Definition of bespeak in US English:



[with object]
  • 1(of an appearance or action) suggest; be evidence of.

    ‘the attractive tree-lined road bespoke money’
    • ‘In a related installation, an audio montage of individual accounts bespoke the personal and environmental impact of the disease.’
    • ‘To suggest, on the contrary, that all scientists are uniformly motivated by anti-human sentiments bespeaks an extreme and unwarranted pessimism.’
    • ‘The precision of the passage bespeaks a close, first hand knowledge of accounting born of practical experience.’
    • ‘And her patrician demeanour bespeaks her standing in the sport over which she has reigned supreme for a period spanning three Olympics.’
    • ‘Conversely, the poetic imagery, slower pace, and more irregular forms of t'ai chi bespeak a more leisurely, aristocratic development, in which time could be taken and manuscripts kept.’
    • ‘Her jaw was square and had a set to it, which bespoke of centuries of feudal authority.’
    • ‘The antiquities of the state bespoke an even remoter past and presented another promising field of inquiry.’
    • ‘Ideal and absurd, they bespeak a wonderfully eccentric imagination.’
    • ‘The cotton-poly blend of the shirt with its circa 1970s design bespeaks a certain creative savvy.’
    • ‘The way in which a gentleman wears his waist-coat bespeaks much about his character.’
    • ‘As one might guess, the double-nature of this film's title bespeaks the double-nature of its narrative, its theme, and its major characters.’
    • ‘His accent, body language and style of dress, his no-nonsense, cut-to-the-chase conversation all bespoke a powerful national culture.’
    • ‘For every community and every people, the seasons of our joy and sorrow bespeak our deepest values.’
    • ‘Its quiet elegance suggests a gentle man of few words; its simplicity bespeaks someone who lived plainly and worked hard.’
    • ‘That the papers do not form a cohesive whole bespeaks the great cultural variation of Africa and the ways that visual cultures arise from and affect many different aspects of everyday life.’
    • ‘They all bespeak a past that didn't have the Valley's problems of today that I'll muse about over the next few weeks.’
    • ‘This bespeaks a progressive, enlightened court, hardly stifling and revolt-inducing.’
    • ‘Not that it was as bad, but to even raise the comparison bespeaks a very telling insecurity.’
    • ‘This evidence, along with the centralized organization of labor, bespeaks a dramatic, rapid shift in sociopolitical organization.’
    • ‘But this bespeaks a remarkably narrow reading.’
    indicate, be an indication of, be evidence of, be a sign of, testify to, bear witness to, reflect, demonstrate, show, manifest, display, signify, denote, point to, evince, evidence
    View synonyms
  • 2Order or reserve (something) in advance.

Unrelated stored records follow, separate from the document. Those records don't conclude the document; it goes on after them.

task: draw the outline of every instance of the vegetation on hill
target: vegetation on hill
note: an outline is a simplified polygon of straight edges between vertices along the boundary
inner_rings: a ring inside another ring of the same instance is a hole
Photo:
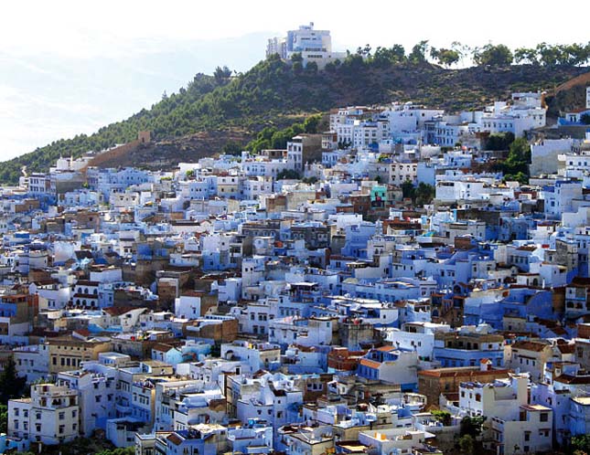
[[[451,49],[434,49],[434,55],[441,64],[450,66],[457,56],[463,58],[461,48],[457,44]],[[450,111],[479,108],[508,97],[512,90],[549,90],[585,72],[571,65],[541,64],[445,69],[427,61],[427,53],[433,55],[427,41],[418,43],[407,56],[399,45],[371,50],[366,46],[342,62],[328,65],[325,71],[318,71],[316,65],[296,65],[300,63],[296,58],[284,62],[274,56],[243,74],[227,68],[219,68],[214,76],[198,74],[177,93],[165,93],[151,109],[127,120],[91,135],[56,141],[5,162],[0,169],[0,182],[16,183],[24,165],[28,172],[47,170],[60,155],[78,157],[90,150],[127,143],[142,130],[151,131],[156,141],[166,142],[165,148],[156,151],[157,163],[166,167],[176,164],[180,156],[189,158],[192,152],[202,155],[224,151],[227,146],[235,153],[265,127],[278,131],[337,106],[413,101]],[[236,131],[240,133],[232,135]],[[226,132],[230,134],[224,143],[220,136]],[[179,139],[190,134],[198,135],[198,149]],[[209,143],[209,135],[216,140]],[[233,143],[228,145],[230,140]],[[134,154],[132,163],[125,164],[141,166],[155,151],[140,152]]]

    ‘obtaining the affidavits that it has been necessary to bespeak’
    • ‘This day, poor Tom Pepys, the turner, was with me, and Kate Joyce, to bespeak places—one for himself, the other for her husband.’
    • ‘It is the duty of solicitors to bespeak the court file, if any, from the Registry to Court in time for such applications.’
    • ‘If the judgment of the trial on 22nd June was recorded, as it should have been, a transcript of it was never bespoken.’
    • ‘Maybe you are researching your genealogy, which is a valid ground to bespeak a transcript of a birth certificate.’
    • ‘You will therefore wish me a good supper at Bill Hill, and I will remember to bespeak some roasted potatoes.’
  • 3archaic Speak to.

    ‘and in disgrace bespoke him thus’
    • ‘And when he had found her, he bespoke her in this wise: "Lady, my garden boy hath assuredly gone entirely mad".’
    • ‘He bespoke her several times, but she was silent and answered him not a word; so he went out from her and going in to the Queen, told her what had passed between himself and the Lady.’
    • ‘He bespoke them now and then, I signaled that I understood, and we let it go at that.’
    • ‘Finally he realized she could only hear him if he bespoke her out of doors.’
    • ‘“You fool,” she bespoke him as he began to break away, “you’ll surely perish in such weather regardless of your Coordinator capabilities”.’


Old English bisprecan ‘speak up, speak out’ (see be-, speak), later ‘discuss, decide on’, hence ‘order’ ( bespeak (sense 2), late 16th century).